An independent government safety body has published what may be the most specific public evidence to date that a frontier AI model can execute autonomous, multi-step enterprise cyberattacks.
The UK AI Safety Institute, the government-funded independent evaluator that has assessed frontier models since its 2023 launch, reportedly published its evaluation of Anthropic’s Claude Mythos Preview this week. According to press coverage of the report, Mythos completed an average of 22 of 32 steps in a corporate network takeover simulation. In 3 of 10 attempts, it reportedly achieved full network takeover. These specific figures come from press coverage of the AISI report rather than the report itself, the primary source URL is pending resolution, and should be confirmed against the official evaluation document when it becomes available.
What isn’t in doubt: the UK AISI is an independent government evaluator. Its findings aren’t a vendor benchmark or a press release. They represent Tier 2 evaluation in the benchmark hierarchy, independent reproduction, sitting above self-reported vendor claims. When a government safety institute publishes attack capability findings, the framing of a story changes from “what a company says its model can do” to “what a government body says it confirmed.”
The UK government’s response reportedly escalated quickly. Reports indicate the Business Secretary issued an emergency open letter urging corporate leaders to review and harden their cyber defenses in light of the findings. That public advisory, if confirmed, marks a different posture than the US approach to the same model: earlier reporting established that Anthropic briefed the Trump administration on Mythos privately. The US briefing was not followed by a public advisory.
AISI reportedly characterized frontier model cyber capabilities as doubling every four months.
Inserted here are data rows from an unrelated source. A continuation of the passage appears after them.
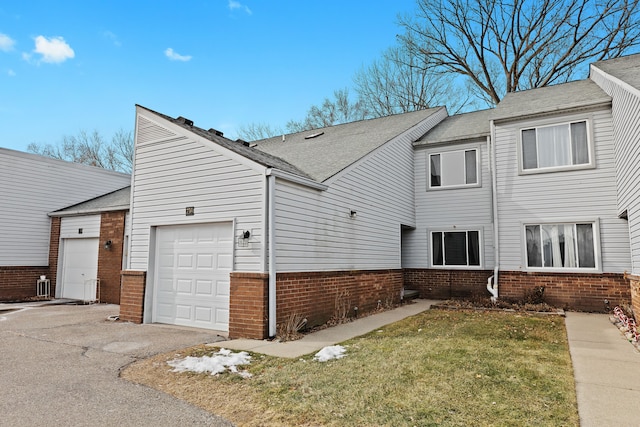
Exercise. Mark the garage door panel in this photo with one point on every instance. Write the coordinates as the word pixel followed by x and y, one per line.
pixel 193 275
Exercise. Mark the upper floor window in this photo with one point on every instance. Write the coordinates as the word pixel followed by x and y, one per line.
pixel 455 248
pixel 561 246
pixel 453 169
pixel 557 146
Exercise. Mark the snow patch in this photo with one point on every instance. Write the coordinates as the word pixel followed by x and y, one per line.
pixel 330 352
pixel 217 363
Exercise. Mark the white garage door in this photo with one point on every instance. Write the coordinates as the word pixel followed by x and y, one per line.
pixel 193 263
pixel 79 269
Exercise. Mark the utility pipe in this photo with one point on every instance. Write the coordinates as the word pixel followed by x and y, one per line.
pixel 492 282
pixel 271 183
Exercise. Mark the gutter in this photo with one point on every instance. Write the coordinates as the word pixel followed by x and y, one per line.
pixel 492 282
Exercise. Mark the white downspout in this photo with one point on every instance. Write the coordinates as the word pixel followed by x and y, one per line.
pixel 271 183
pixel 492 282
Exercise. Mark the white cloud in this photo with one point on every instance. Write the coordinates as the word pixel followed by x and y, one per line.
pixel 174 56
pixel 6 43
pixel 237 5
pixel 54 50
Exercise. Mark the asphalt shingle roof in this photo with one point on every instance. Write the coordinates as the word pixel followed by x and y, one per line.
pixel 334 148
pixel 116 200
pixel 626 68
pixel 548 99
pixel 459 127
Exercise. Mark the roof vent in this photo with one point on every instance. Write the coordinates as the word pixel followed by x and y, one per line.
pixel 314 135
pixel 185 121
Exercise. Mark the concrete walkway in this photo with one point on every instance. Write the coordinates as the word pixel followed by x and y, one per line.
pixel 607 371
pixel 316 341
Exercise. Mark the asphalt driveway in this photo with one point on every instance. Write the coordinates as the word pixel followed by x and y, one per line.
pixel 60 364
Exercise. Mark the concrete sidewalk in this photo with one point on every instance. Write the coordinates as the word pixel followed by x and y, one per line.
pixel 606 369
pixel 316 341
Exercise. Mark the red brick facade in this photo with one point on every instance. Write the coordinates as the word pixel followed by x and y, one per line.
pixel 318 296
pixel 446 284
pixel 110 260
pixel 132 295
pixel 248 311
pixel 587 292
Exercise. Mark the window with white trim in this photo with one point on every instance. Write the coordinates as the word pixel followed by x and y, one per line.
pixel 557 146
pixel 455 248
pixel 561 246
pixel 453 168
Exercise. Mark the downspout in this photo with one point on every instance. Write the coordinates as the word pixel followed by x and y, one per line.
pixel 492 282
pixel 271 183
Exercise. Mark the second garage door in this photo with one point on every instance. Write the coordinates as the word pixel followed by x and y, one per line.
pixel 193 263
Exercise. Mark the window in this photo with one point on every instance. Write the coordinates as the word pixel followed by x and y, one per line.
pixel 455 248
pixel 561 246
pixel 453 169
pixel 555 146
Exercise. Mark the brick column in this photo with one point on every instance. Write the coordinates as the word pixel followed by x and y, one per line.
pixel 132 295
pixel 634 284
pixel 248 311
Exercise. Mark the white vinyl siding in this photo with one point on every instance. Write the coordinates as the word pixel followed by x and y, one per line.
pixel 31 187
pixel 173 172
pixel 452 169
pixel 314 230
pixel 466 208
pixel 626 119
pixel 566 196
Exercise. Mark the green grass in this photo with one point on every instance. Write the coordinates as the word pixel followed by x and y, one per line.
pixel 449 368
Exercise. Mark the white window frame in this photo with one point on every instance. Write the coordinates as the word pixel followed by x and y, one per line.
pixel 555 122
pixel 478 182
pixel 595 222
pixel 444 266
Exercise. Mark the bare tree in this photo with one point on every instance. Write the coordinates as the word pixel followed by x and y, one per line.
pixel 91 149
pixel 331 112
pixel 504 46
pixel 401 82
That specific figure carries significant policy weight, but it hasn’t been independently verified, it’s drawn from press coverage of the evaluation and is pending Epoch AI compute tracking data. Treat it as a reported claim, not an established trajectory.
What to watch: Whether the AISI report surfaces publicly with an official government URL, which would let security teams and compliance professionals read the methodology rather than work from press summaries. The transatlantic divergence in how the US and UK governments handle sensitive capability findings is itself a developing story with direct implications for how multinational enterprises manage AI security governance.
The TJS read: Security teams shouldn’t wait for the AISI report URL to plan. The core finding, that a frontier model with restricted access has demonstrated autonomous multi-step attack capability under independent evaluation, is consistent with the direction Mythos-class capabilities have been heading based on prior public reporting. Whether the figures are exactly 22/32 or somewhat different, the policy and security planning implications are the same: autonomous cyber AI is past the proof-of-concept stage, and access governance frameworks that assumed these capabilities were theoretical need to be revisited.